Conditio sine qua non.

Lo queremos todo sin merecernos nada y, cuando ya lo tenemos, carece de sentido y de valor. Capricho lo llaman algunos. Cosas del destino y necesidades irracionales que nacen de la nada.

Podemos ser ricos sin darnos cuenta, no porque llevemos los bolsillos llenos de billetes que caen uno a uno al emprender la marcha, sino por tener a nuestro lado todo aquello que realmente buscamos y que, todavía, sin saber muy bien por qué, no somos conscientes de que es lo que realmente estamos buscando, siendo, por lo tanto, nuestra necesidad más inmediata.

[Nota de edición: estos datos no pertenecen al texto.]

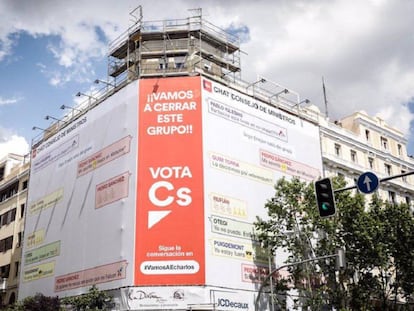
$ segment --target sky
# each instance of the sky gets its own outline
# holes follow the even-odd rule
[[[414,1],[0,0],[0,158],[25,154],[61,105],[76,106],[107,79],[110,41],[143,20],[203,18],[237,33],[242,79],[258,77],[334,121],[364,110],[398,128],[414,153]],[[136,11],[135,11],[136,12]]]

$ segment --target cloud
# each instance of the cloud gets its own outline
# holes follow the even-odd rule
[[[0,96],[0,106],[13,105],[13,104],[19,102],[20,100],[22,100],[21,97],[3,98],[3,97]]]
[[[414,90],[413,1],[257,0],[162,2],[143,0],[144,21],[205,19],[241,36],[242,78],[257,75],[297,91],[324,111],[322,77],[331,119],[354,111],[381,114],[408,134]],[[0,61],[16,36],[54,38],[45,52],[56,63],[43,73],[54,86],[85,81],[93,60],[105,60],[114,40],[140,11],[134,0],[0,1]],[[166,9],[168,8],[168,9]],[[131,13],[131,14],[129,14]],[[403,116],[403,117],[402,117]]]
[[[12,55],[20,33],[51,38],[45,53],[56,63],[43,69],[50,83],[82,82],[91,60],[105,59],[108,40],[127,28],[128,12],[126,3],[114,6],[110,1],[1,1],[0,61]]]
[[[331,119],[365,110],[409,134],[414,2],[241,3],[215,11],[214,20],[227,18],[227,24],[248,27],[250,40],[242,45],[244,79],[264,76],[324,111],[324,77]]]
[[[0,62],[11,53],[13,40],[8,36],[0,38]]]
[[[11,134],[9,130],[0,127],[0,159],[8,153],[26,155],[29,150],[29,143],[24,137]]]

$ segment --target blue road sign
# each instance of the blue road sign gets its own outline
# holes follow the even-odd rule
[[[358,177],[357,187],[362,193],[373,193],[378,189],[379,179],[373,172],[365,172]]]

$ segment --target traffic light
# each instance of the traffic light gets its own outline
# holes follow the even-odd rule
[[[324,178],[315,182],[316,202],[318,204],[319,215],[328,217],[335,214],[335,197],[332,183],[329,178]]]

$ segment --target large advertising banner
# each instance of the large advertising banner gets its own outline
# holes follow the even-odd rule
[[[315,124],[245,92],[202,78],[206,284],[257,290],[273,257],[254,240],[256,216],[278,179],[311,182],[322,158]]]
[[[136,285],[204,284],[200,77],[140,81]]]
[[[33,147],[19,299],[133,283],[138,83]]]
[[[32,154],[19,299],[98,285],[136,310],[250,310],[256,216],[322,171],[317,125],[202,76],[131,82]]]

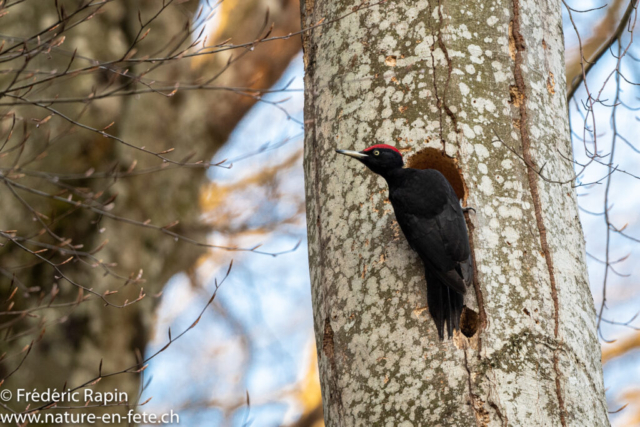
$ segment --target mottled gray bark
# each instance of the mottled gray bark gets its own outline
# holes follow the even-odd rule
[[[359,4],[307,0],[303,25]],[[327,425],[608,425],[564,159],[571,145],[560,1],[391,1],[319,27],[303,45],[309,257]],[[460,171],[477,210],[469,223],[477,283],[465,296],[480,314],[472,338],[438,341],[422,266],[384,180],[333,152],[373,143],[395,145],[414,165],[411,156],[425,148],[444,151],[427,163]]]

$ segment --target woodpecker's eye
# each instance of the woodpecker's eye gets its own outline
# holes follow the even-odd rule
[[[374,155],[374,156],[379,156],[379,155],[380,155],[380,152],[379,152],[378,150],[375,150],[375,151],[373,152],[373,155]]]

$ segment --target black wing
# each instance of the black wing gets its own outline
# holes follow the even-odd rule
[[[435,170],[413,170],[390,199],[425,268],[463,294],[473,276],[471,249],[460,202],[446,178]]]

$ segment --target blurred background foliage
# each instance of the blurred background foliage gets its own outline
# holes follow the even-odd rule
[[[594,92],[616,68],[607,43],[629,2],[567,6],[594,9],[571,17],[563,9],[567,81],[582,74],[580,44],[587,59],[604,51],[587,79]],[[141,402],[152,398],[145,411],[173,409],[185,425],[323,425],[305,241],[303,64],[300,35],[289,37],[300,29],[298,1],[5,0],[0,23],[2,387],[61,389],[133,366],[92,386],[140,390]],[[625,72],[640,81],[634,58],[632,45]],[[608,286],[607,397],[612,412],[628,405],[612,421],[638,426],[637,241],[607,239],[603,221],[609,194],[611,217],[640,236],[637,89],[612,82],[601,96],[608,101],[593,109],[600,150],[613,151],[611,100],[620,94],[629,108],[613,114],[630,143],[584,170],[578,183],[599,183],[580,187],[579,202],[597,306]],[[582,140],[585,98],[578,88],[570,102],[583,164],[593,148]],[[605,188],[609,163],[617,169]],[[607,253],[620,261],[603,264]],[[126,307],[105,306],[100,295]]]

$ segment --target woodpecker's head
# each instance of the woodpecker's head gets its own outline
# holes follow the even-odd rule
[[[393,169],[400,169],[404,165],[400,151],[386,144],[372,145],[362,151],[336,150],[336,153],[360,160],[366,167],[378,175],[384,175]]]

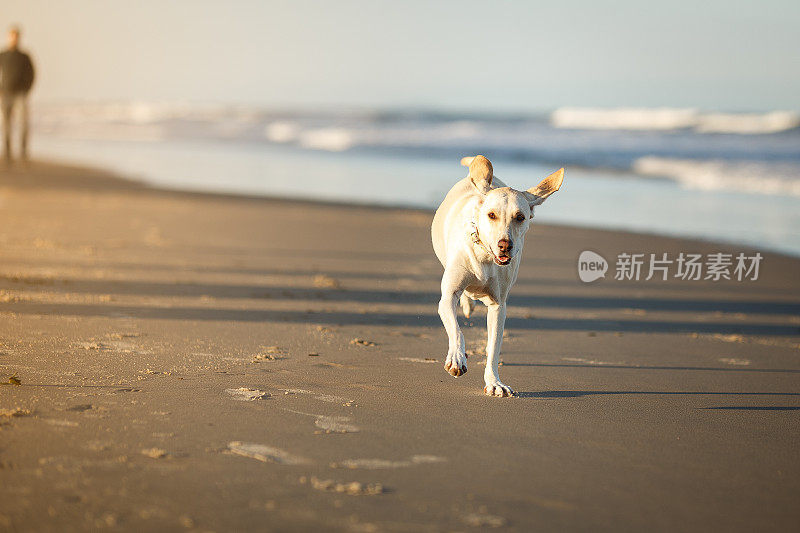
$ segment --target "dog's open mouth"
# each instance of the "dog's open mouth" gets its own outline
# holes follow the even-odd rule
[[[498,255],[494,258],[494,262],[500,266],[506,266],[511,262],[511,258],[507,255]]]

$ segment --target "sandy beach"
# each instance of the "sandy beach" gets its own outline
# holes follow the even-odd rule
[[[800,259],[585,284],[752,250],[534,225],[498,399],[484,308],[442,367],[431,219],[0,171],[0,530],[797,527]]]

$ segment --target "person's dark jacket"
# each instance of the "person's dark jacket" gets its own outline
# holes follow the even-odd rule
[[[0,52],[0,91],[27,93],[33,86],[33,78],[33,63],[28,54],[17,49]]]

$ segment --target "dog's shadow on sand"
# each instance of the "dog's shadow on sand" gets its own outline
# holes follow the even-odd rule
[[[707,392],[707,391],[633,391],[633,390],[546,390],[518,392],[517,398],[581,398],[619,394],[682,395],[682,396],[800,396],[800,392]]]
[[[732,396],[732,397],[797,397],[798,392],[717,392],[717,391],[627,391],[627,390],[547,390],[532,392],[517,392],[516,397],[528,400],[555,400],[564,398],[586,398],[591,396],[613,396],[613,395],[646,395],[646,396]],[[703,411],[800,411],[800,406],[787,405],[742,405],[742,406],[715,406],[699,407]]]

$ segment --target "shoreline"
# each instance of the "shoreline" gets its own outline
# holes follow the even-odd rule
[[[0,529],[785,531],[800,520],[800,259],[581,283],[535,225],[501,378],[443,369],[431,211],[0,170]],[[13,379],[12,379],[13,378]]]
[[[393,211],[409,211],[409,212],[419,212],[419,213],[430,213],[431,215],[435,211],[433,208],[426,208],[426,207],[419,207],[415,205],[404,205],[404,204],[388,204],[388,203],[380,203],[380,202],[370,202],[370,201],[345,201],[345,200],[325,200],[325,199],[303,199],[300,196],[281,196],[281,195],[268,195],[268,194],[257,194],[257,193],[240,193],[240,192],[223,192],[223,191],[213,191],[213,190],[202,190],[202,189],[182,189],[182,188],[172,188],[172,187],[165,187],[162,185],[154,184],[148,182],[147,179],[144,178],[133,178],[129,176],[125,176],[124,174],[117,173],[113,170],[109,170],[100,166],[93,166],[93,165],[78,165],[78,164],[70,164],[64,163],[55,159],[40,159],[31,162],[31,165],[44,165],[46,167],[50,167],[53,169],[69,169],[72,172],[80,171],[80,172],[88,172],[92,175],[96,175],[101,177],[101,181],[104,179],[114,180],[119,182],[119,186],[127,186],[130,187],[132,190],[147,190],[154,193],[161,193],[161,194],[168,194],[168,195],[187,195],[187,196],[198,196],[198,197],[208,197],[208,198],[226,198],[226,199],[237,199],[240,201],[265,201],[265,202],[284,202],[284,203],[291,203],[296,205],[320,205],[320,206],[332,206],[332,207],[359,207],[359,208],[366,208],[366,209],[375,209],[375,210],[393,210]],[[583,168],[583,167],[581,167]],[[20,169],[12,169],[13,173],[24,173],[25,170]],[[633,178],[631,178],[633,179]],[[645,179],[652,179],[654,181],[674,181],[669,178],[663,177],[645,177]],[[2,183],[0,183],[2,186]],[[579,223],[576,224],[568,224],[568,223],[536,223],[536,226],[549,226],[552,228],[571,228],[571,229],[586,229],[591,231],[604,231],[610,233],[620,233],[620,234],[630,234],[630,235],[637,235],[637,236],[648,236],[654,237],[659,239],[671,239],[671,240],[680,240],[684,241],[687,244],[693,243],[698,247],[709,247],[713,245],[717,245],[720,248],[731,248],[731,247],[738,247],[741,251],[760,251],[769,253],[771,255],[779,255],[785,257],[787,259],[800,259],[800,252],[798,253],[791,253],[786,250],[781,250],[772,247],[756,247],[752,244],[747,244],[744,242],[737,242],[737,241],[729,241],[726,239],[720,238],[703,238],[703,237],[692,237],[692,236],[684,236],[679,234],[671,234],[671,233],[662,233],[658,231],[643,231],[643,230],[630,230],[625,228],[619,227],[595,227],[595,226],[588,226],[582,225]]]

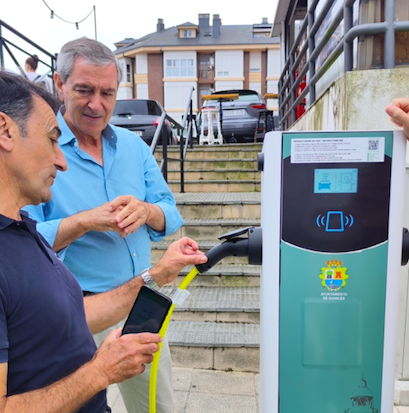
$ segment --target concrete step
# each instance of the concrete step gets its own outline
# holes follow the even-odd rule
[[[182,237],[195,241],[217,239],[223,234],[239,228],[260,226],[259,219],[185,219],[185,223],[174,234],[166,237],[167,241]]]
[[[210,165],[209,165],[210,166]],[[212,170],[212,169],[185,169],[184,180],[185,185],[190,181],[260,181],[261,175],[257,169],[228,169],[228,170]],[[170,181],[180,182],[179,170],[168,170],[168,183]],[[180,184],[179,184],[180,186]]]
[[[196,241],[196,240],[195,240]],[[220,244],[221,241],[219,240],[197,240],[197,244],[199,245],[199,249],[206,253],[211,248],[215,247],[216,245]],[[169,246],[169,241],[159,241],[152,243],[152,263],[157,263],[162,255],[165,253]],[[219,261],[220,264],[248,264],[249,260],[248,257],[226,257]]]
[[[159,162],[160,163],[160,162]],[[184,163],[184,170],[225,171],[230,169],[257,169],[257,160],[248,159],[191,159]],[[168,170],[180,171],[180,160],[168,159]]]
[[[195,145],[193,149],[188,148],[186,160],[192,159],[257,159],[257,155],[262,151],[262,144],[237,144],[237,145]],[[162,149],[155,150],[155,158],[162,159]],[[180,159],[179,147],[168,148],[168,158]]]
[[[260,192],[173,192],[183,219],[260,219]]]
[[[176,289],[162,287],[161,293],[172,298]],[[206,321],[227,323],[260,323],[260,288],[258,287],[193,287],[190,295],[176,306],[174,321]]]
[[[259,371],[258,324],[170,321],[166,335],[175,367]]]
[[[169,180],[172,192],[181,190],[180,180]],[[185,192],[260,192],[259,180],[196,180],[185,181]]]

Podemos mirar esos ojos todos los días de nuestra vida, a cada amanecer, a cada despertar, a cada rato que pasa, y no saber que en ellos se esconde nuestra verdadera felicidad.
Ignorar que a nuestro lado tenemos todo aquello por lo que debemos luchar y que, con el tiempo, terminará alejándose a pasos agigantados hacia algún lugar del cual nada sabremos, y del cual jamás volverá.

Tocar mil veces esa “fortuna” con las manos, con nuestra piel, e impregnarnos de riqueza sin saberlo, sin ser conscientes de que en ese momento, en ese preciso momento, estamos tocando un pedazo de cielo por el cual daríamos la vida si realmente lo viéramos como tal.

Humanos… siempre condenados a ser unos inconscientes pues sin esta condición no seríamos humanos.